George Galloway fields friend of Holocaust deniers in Runcorn by-election

By Searchlight Team

We still don’t know how many (if any) far right candidates will compete with Reform UK at the Runcorn & Helsby by-election, expected to be held within the next few months.

Even if Nigel Farage’s rival Rupert Lowe, who presently sits as an independent, decides to form a new and more virulently anti-immigration party, it wouldn’t be registered in time for the by-election.

One candidate who has already announced his intention to stand is Peter Ford, deputy leader of George Galloway’s “Workers Party of Britain”.

Distinctly unproletarian

Ford has a distinctly unproletarian background. He went from Queen’s College, Oxford, into the Diplomatic Service and spent most of his career in the Middle East, eventually as Ambassador to Bahrain (1999-2003) and Syria (2003-2006).

In 2017 Ford became a director of the British Syrian Society, a propaganda front for the Assad dictatorship that was finally ousted last December. This organisation was created and run by Assad’s father-in-law, a Harley Street cardiologist. Perhaps he is another of the “workers” that Galloway claims to champion?

But for Searchlight readers, the most disturbing thing about Ford is that he’s yet another example of the Galloway party’s readiness to associate with extremist conspiracy theories and antisemitism.

It’s fair to ask whether the “Workers Party of Britain” should be seen as belonging in any way to the left. Isn’t it time to admit that Galloway’s party is pro-Assad, pro-Putin, and arguably Strasserite?

Holocaust denier

Ford has come to anti-fascists’ attention more than once as guest speaker at one of the UK’s most extreme antisemitic conspiracy theory groups. This is an outfit called “Keep Talking”, organised by Ian Fantom and Dr Nick Kollerstrom, a leading Holocaust denier and Putin apologist.

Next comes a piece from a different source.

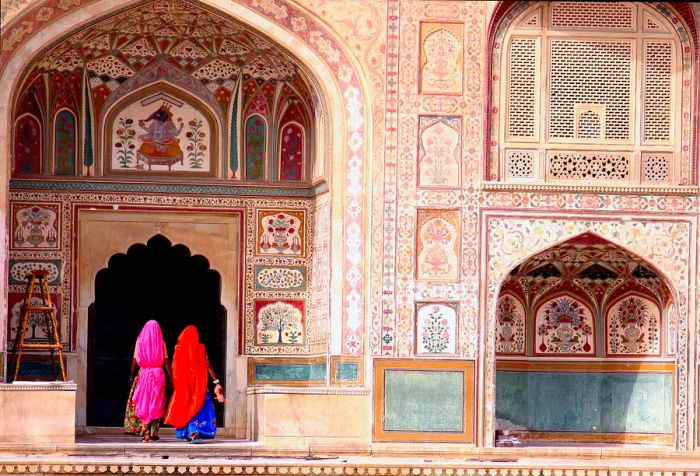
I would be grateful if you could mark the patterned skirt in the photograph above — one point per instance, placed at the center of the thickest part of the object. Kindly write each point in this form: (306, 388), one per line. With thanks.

On 14th April 2022 Ford spoke at a Keep Talking meeting, held at their regular venue, the Tea House Theatre in Vauxhall, a stone’s throw from MI6 headquarters. The title of his speech (“Covidism, Climatism and Russophobia”) managed to combine several themes beloved of the group’s tinfoil hat wearing conspiracists.

The ex-ambassador went on to “guide a discussion about how covidism, climatism and Russophobia appear to be linked, and about how these crises have generated or accentuated new forms of politics where the old Left-Right divide has become meaningless.”

Common cause with the far right

Ford and Galloway are doing a good job of demonstrating that the latter phrase is in their case true enough. They repeatedly made common cause with the far right in defending the murderous regimes in Damascus and Moscow: Ford could not have been ignorant of the true nature of the Keep Talking group, which was exposed in several press and online articles as early as 2020.

He and Galloway have not uttered one word of apology since Assad’s fall last December and the incontrovertible evidence that emerged of corruption, torture and murder that characterised the Ba’athist regime under the Assad family for over half a century.

It’s no secret either that Assad’s government sheltered nazi war criminals including one of the architects of the Holocaust, Adolf Eichmann’s righthand man Alois Brunner.

Not that Peter Ford’s friends at Keep Talking would care about that, because they think that the Holocaust was a big lie invented by Jews. Other guest speakers and performers at Keep Talking have included Alison Chabloz, who has convictions for posting “grossly offensive” antisemitic material online.

Ford’s other conspiracist friends include Piers Corbyn, another Keep Talking regular, with whom Ford shares pandemic-related conspiracy theories.

Pro-Putin propaganda

Since 2022 Keep Talking has regularly promoted pro-Putin propaganda. Not content with Holocaust denial, the group’s co-founder Kollerstrom specialises in insulting Putin’s victims. He has asserted that the attempted poisoning of Russian defector Sergei Skripal by Russian military intelligence agents was a “hoax” perpetrated by British intelligence.

Within weeks of the death last year of another Russian dissident, Alexei Navalny, in one of Putin’s camps in the Arctic Circle, Kollerstrom rushed to defame him at another Keep Talking meeting.

The voters of Runcorn & Helsby are unlikely to be conned by Galloway and Ford’s attempt to present Moscow propaganda and conspiracy theory as any sort of authentic voice for British workers. But social media will continue to amplify both their fake version of the “left”, and their often-indistinguishable fellow conspiracy theorists on the far right.